Lessons learned, lift the mizzen boom of a Sharki before entering port, it really saves a lot of agro.
Understand what your insurance covers. I have now talked to BCBS and studied their Plan C documentation at length. It is only good in the first 60 days and only covers debilitating conditions, which they define as loss of function in critical areas such as limbs, sight, cognitive impairment etc. Coughs, colds, influenza and stubbed toes don't count as emergencies. If you are in a bad way, as I was, you qualify, but you have to know that. In retrospect, I should have insisted that the ambulance take me to one of the first rate hospitals in Marseille. Sure, I would have had to pay and claim it back, net of deductibles of course, but a local MRI would have let me know what I was dealing with. I should have produced my BCBS insurance card and demonstrated that I had insurance, if not the Green Card they expected, at least something that indicated that I was financially capable.
When these things happen you are usually disorientated because you are in a system that is not familiar to you, often with language issues. You are probably in shock and pain and the Admiral is probably no better, realizing the responsibility for the boat maybe descending on her shoulders. Confidence in your medical providers is worth its weight in gold.
My summary is that overseas Medicare medical coverage, at least under C plans, is rudimentary, at best. If the time limit has not expired, and your problem is serious, you can afford to seek good medical help, but it won't be free. Find out where you stand vis-vis your coverage and be prepared to use it. Based on my experience, the cost is well worth the peace of mind it provides.
I retrospect, I would have done a lot of things differently, had I known.
I hope that my experiences can help other sailors be prepared, in case they have the bad luck to find themselves in a similarly unfortunate situation.

Greg Shea
Sharki 133, Cap des Iles 

From: <> on behalf of Ben Driver <bddriver@...>
Sent: Wednesday, October 21, 2020 1:42 PM
To: <>
Subject: Re: [AmelYachtOwners] Offshore Health Insurance
My agent says same; that is, both plan F and G will reimburse foreign medical expense. But I think I best to get another “expert” opinion and triangulate.  I don’t trust insurance companies or agents.  Also it may be insurance carrier specific; that is, not mandated.

Ben and Gayle Driver

On Oct 19, 2020, at 3:43 PM, eric freedman <kimberlite@...> wrote:


I just got off the phone with AARP. I have plan F supplemental. .

According to them it covers 100% of the bills after a $250- dollar deductible out of the USA. I must pay the bill and then submit the bills for payment.

I am just wondering if I was told the correct answer about this plan.

Fair Winds


Amel Super Maramu #376



From: [] On Behalf Of karkauai via
Sent: Thursday, October 15, 2020 9:49 PM
Subject: Re: [AmelYachtOwners] Offshore Health Insurance


Hi all,
I'm looking at health insurance for myself again.
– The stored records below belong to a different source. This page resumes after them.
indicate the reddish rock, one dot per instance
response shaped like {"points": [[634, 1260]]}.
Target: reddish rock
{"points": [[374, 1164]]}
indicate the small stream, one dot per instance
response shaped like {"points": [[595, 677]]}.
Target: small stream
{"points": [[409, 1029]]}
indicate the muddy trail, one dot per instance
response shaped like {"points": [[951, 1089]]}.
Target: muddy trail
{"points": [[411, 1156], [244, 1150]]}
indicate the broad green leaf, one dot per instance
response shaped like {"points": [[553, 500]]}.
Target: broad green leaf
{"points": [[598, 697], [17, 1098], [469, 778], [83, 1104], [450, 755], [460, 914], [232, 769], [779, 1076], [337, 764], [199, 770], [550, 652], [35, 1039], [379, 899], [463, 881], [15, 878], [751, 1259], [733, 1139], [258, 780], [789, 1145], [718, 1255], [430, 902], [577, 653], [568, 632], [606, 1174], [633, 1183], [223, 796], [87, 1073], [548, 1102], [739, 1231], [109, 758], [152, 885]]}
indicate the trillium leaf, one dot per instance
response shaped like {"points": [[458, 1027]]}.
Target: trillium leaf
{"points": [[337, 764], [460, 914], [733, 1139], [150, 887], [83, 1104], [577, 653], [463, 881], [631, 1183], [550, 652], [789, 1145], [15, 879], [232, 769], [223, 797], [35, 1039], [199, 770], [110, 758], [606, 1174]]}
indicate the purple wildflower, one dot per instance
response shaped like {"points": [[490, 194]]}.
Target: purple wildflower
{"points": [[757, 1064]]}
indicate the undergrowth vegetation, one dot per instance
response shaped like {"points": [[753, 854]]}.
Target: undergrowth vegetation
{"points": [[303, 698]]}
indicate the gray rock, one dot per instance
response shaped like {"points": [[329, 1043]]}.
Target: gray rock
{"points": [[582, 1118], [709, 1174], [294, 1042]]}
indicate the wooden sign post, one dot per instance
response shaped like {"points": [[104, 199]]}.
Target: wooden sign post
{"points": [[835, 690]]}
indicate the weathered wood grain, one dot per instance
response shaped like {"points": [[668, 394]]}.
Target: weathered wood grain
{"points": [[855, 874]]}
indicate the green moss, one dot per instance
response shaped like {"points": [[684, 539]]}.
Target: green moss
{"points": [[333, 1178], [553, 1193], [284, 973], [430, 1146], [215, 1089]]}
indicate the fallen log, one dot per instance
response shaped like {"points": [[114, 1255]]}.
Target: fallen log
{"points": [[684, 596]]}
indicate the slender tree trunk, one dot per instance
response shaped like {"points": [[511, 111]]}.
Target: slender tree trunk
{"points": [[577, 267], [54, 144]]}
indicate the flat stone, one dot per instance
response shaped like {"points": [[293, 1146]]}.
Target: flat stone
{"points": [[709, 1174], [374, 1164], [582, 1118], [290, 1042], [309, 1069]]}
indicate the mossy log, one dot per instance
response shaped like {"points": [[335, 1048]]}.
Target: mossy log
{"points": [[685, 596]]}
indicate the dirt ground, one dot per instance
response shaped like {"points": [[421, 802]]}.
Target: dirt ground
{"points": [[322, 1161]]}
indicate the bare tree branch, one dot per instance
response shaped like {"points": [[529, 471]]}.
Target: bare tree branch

I've been basically self-insuring for overseas care and have DAN Boaters insurance for emergency medical  repatriation. Iris has GeoBlue plus DAN.

Depending on deductible and copay, I'm looking at $ 7-8K premium, plus $3-10K deductible and $0-5K copay every year. That's a lot of money to pay when the only thing I could imagine costing that much overseas would be emergency surgery. Anything else and we would fly home to let Medicare pay for it.

I'd be interested to know what everyone else is doing.
Thanks for your thoughts.
SM 243
Hoping to sail S again in Nov depending on COVID rules in Caribbean and beyond.